Summer is rolling by quickly. This is the time of year when many children and youth (as well as some teachers and principals I suspect) lament the last few weeks of summer and the approaching first day of school. This is the time to cram in one more day-trip, to peruse the summer reading list, and begin the anticipatory grief over teacher assignments and elapsed beach days. Routines tend to return, regardless of your age, as fall approaches.
A couple of weeks ago, I found
myself with one of those “something other than this” longings. I
didn’t have enough options to wear, my shoes were worn, the day was
too rainy, and I really wanted more summer. Would our new house have
enough room? I wasn’t missing anything of real substance but the
series of small things that create the “something other than this”
tug. Forrest Church once talked about the first step in a spiritual
journey being to “want what you have.” This is of course fine if
you have enough.
Traveling through Guatemala these
past eight days, I saw plenty of not enough. Not a single pair of
shoes, not three meals day (not even one), no house, no closet to
put clothes in, nor clothes to place in closets. Hard to imagine
proscribing to want what you have in abject poverty. I returned
home struck by the similarities between Guatemala and Charlotte, as
well as shocked at my recent “something other than this”
syndrome.
I opened my closet as I was
unpacking and my eyes fell upon the twenty pairs of shoes I own.
Twenty pairs!
Perhaps the path is not simply to
want what you have, but to know what is enough. The stories and
people I met in Guatemala help keep me accountable to my needs. I
need more shoes is simply not a reality for me. I need less shoes is
likely a truth! Discerning what is enough is deeply spiritual for each
of us. When do we have enough days of summer, enough stuff, enough
affirmation, enough friends, where is our enough and it is truly
“something other than this?”
My enough is likely somewhere
beneath the emotions of stuff and the constancy of change. Enough is
somewhere in the present moment and crammed in the day-trip, between
the summer pages of the reading list and the divide between the
developing world and the one in which we live.

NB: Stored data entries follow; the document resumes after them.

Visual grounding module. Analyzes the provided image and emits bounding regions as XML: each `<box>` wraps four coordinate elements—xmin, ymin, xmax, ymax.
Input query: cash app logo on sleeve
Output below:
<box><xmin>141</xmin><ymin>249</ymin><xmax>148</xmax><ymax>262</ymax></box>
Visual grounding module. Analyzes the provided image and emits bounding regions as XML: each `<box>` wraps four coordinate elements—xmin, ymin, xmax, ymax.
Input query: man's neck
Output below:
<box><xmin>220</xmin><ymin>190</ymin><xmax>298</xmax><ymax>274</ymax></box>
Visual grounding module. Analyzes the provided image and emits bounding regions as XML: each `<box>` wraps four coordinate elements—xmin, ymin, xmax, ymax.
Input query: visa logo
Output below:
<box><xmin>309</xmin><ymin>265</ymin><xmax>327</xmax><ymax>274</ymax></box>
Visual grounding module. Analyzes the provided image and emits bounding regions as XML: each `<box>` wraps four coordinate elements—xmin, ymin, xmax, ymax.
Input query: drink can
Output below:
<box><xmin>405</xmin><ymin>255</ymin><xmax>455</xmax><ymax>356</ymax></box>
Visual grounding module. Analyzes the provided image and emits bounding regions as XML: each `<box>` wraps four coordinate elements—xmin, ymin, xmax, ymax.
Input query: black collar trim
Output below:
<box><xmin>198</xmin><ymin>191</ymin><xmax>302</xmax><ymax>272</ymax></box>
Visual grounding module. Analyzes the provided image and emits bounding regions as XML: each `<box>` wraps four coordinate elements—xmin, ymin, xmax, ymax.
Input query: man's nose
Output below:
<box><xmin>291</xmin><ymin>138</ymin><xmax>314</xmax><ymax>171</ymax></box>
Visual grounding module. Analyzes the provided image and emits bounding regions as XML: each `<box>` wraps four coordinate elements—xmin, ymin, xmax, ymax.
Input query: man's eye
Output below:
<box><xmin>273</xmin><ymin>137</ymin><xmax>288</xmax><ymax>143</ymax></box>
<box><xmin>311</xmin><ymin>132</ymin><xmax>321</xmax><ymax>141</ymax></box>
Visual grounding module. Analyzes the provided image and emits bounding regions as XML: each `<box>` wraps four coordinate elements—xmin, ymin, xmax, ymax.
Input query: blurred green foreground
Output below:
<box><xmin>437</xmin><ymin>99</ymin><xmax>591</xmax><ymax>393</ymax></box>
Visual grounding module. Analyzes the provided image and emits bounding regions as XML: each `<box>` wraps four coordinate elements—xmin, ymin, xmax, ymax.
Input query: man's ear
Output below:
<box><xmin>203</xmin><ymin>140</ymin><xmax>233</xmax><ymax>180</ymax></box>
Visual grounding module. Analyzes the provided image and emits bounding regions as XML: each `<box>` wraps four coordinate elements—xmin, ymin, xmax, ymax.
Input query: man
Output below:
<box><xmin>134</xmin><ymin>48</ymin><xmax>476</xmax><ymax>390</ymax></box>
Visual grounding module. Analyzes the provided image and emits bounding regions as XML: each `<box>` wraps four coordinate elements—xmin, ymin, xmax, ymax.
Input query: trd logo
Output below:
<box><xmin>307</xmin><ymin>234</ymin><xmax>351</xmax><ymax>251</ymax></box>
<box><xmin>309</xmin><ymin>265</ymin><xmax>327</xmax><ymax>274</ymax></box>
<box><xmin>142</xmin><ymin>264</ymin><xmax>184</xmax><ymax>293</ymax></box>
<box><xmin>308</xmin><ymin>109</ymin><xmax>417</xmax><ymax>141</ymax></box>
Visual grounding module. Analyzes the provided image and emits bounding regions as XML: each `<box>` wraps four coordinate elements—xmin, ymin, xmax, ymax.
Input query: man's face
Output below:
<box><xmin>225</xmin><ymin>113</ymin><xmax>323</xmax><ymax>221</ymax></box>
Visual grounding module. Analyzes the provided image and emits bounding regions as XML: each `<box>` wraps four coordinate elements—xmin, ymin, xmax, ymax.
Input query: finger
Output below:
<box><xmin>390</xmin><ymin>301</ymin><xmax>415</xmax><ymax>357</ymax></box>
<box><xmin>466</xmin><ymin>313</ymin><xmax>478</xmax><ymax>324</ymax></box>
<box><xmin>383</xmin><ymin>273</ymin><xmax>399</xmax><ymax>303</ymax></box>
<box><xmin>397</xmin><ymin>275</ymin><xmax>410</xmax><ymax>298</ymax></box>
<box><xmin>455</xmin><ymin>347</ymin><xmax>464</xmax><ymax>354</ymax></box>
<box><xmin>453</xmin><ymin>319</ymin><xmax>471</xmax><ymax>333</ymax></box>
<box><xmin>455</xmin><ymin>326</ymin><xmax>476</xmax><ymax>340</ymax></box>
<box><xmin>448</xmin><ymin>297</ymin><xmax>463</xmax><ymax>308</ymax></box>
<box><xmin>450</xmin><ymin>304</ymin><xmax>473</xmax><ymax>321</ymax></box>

As the last few drops of summer
linger, where is your enough?
What timing! Today I had to decide between a day trip and cleaning out my study - both were on my summer to-do list and I knew I was quickly running out of days. The day trip would have been more spiritual as I stood in amazement at nature's beauty. I opted to spend the day cleaning which would benefit many people in my house in many ways and would hopefully put my mind at rest so I could enjoy the day trip later this week. I decided to take care of the practical so could benefit more from the spiritual.